Julian Lee
August 15, 2009The search giant has the power to make or break the media, Julian Lee writes, but the industry seems powerless to kill off the beast it helped create.
They call it fear of Google, or FOG for short. That feeling in the small hours when you sit bolt upright in bed in sheer terror at how much your livelihood relies upon an algorithm. That the traffic to your website, the clicks that result in sales leads, indeed your entire presence in cyberspace, hinges on a search engine - the formula for which is as closely guarded a secret as Coca-Cola's recipe.
That formula can change any time and you won't even know it, until, that is, your company's ranking on Google's all important home page sinks like a stone to the bottom of a well. Or rises to the top.
Now FOG is creeping over to the media and advertising industries, which are experiencing the same symptoms; a cold realisation that Google's power threatens to eclipse their business models and put them out of business. The irony is that the media helped create the monster now giving them nightmares and there is little they can do to stop it.

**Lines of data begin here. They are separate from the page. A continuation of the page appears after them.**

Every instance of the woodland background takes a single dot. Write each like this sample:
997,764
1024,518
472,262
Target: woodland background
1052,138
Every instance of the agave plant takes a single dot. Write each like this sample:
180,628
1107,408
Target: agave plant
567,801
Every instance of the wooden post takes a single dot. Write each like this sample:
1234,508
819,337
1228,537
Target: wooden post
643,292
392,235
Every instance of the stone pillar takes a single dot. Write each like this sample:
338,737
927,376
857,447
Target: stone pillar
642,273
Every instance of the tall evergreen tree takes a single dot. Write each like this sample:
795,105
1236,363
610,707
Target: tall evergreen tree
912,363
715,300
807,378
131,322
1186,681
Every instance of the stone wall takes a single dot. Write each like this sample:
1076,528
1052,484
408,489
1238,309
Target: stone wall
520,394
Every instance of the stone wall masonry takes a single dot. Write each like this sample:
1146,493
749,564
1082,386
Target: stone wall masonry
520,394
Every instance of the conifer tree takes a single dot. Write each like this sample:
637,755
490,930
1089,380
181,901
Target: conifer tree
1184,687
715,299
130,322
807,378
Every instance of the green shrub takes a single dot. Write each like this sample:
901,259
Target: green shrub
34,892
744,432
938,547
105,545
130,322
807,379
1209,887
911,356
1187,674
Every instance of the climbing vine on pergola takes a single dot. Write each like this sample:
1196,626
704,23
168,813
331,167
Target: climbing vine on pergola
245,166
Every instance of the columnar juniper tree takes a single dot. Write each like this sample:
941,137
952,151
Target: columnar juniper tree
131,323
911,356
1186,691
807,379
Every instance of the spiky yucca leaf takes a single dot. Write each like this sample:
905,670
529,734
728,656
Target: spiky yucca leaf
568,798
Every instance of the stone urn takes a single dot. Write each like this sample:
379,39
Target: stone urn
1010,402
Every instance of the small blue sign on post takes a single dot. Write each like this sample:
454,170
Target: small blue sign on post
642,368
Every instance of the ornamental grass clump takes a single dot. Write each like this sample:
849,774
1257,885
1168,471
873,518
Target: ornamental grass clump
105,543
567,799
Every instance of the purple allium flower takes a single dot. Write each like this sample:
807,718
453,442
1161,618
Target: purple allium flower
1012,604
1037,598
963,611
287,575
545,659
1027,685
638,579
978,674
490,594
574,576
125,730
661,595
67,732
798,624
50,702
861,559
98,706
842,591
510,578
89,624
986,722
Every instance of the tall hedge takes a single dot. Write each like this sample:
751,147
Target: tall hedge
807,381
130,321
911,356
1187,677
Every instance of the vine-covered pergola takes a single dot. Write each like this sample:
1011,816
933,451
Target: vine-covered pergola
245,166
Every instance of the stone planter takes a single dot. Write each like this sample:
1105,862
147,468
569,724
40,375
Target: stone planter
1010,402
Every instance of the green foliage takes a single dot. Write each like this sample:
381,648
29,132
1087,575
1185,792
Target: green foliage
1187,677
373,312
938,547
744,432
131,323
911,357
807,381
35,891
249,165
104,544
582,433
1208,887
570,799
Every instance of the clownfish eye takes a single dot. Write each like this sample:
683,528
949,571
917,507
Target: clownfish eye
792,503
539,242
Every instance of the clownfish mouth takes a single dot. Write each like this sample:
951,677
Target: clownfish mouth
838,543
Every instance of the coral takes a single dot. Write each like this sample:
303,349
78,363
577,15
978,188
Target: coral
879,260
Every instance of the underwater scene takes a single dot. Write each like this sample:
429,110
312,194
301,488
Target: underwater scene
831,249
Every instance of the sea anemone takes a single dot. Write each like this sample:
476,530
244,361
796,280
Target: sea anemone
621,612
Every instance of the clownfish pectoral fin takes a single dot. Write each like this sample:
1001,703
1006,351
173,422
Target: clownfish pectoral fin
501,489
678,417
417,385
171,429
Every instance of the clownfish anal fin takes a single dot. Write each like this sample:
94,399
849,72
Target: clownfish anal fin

With nearly 10 million visitors a month Google is the most visited website in Australia. Nine out of every 10 searches made on the internet is through Google. Those eyeballs translate into an estimated 90 per cent share of search advertising - the fastest growing area in online advertising as the number of advertisers using the service soars close to 50,000 in Australia. Google's revenue is estimated to be $700 million and fast heading towards $1 billion as more advertisers divert their budgets into a medium that delivers them measurability and sales leads. Soon Google will have the ability to sell and serve richer display brand ads on 62 per cent of Australian websites. A suite of products from maps and mobile phone applications to computer operating systems, video traffic on YouTube and cheap telephone calls only helps rust consumers onto the Google brand.
The more time we spend on the internet, and hence on Google, the more money it makes. All of which is making the Australian media, already grappling with the structural changes the internet has wrought on it, deeply uncomfortable. Now it is plotting its revenge; how it goes about exacting it is another thing altogether. But while Google's monopoly of information is not in doubt, to date there is scant evidence of Google using its muscle to distort the market, only a fear that it might do so in the near future. That has not stopped a growing chorus of voices expressing concern at Google's dominance, but such is the might of Google, few are prepared to go on the record. Telstra's Sensis, News Limited, Ninemsn and Microsoft all declined to publicly air their grievances because some of them still do business with Google.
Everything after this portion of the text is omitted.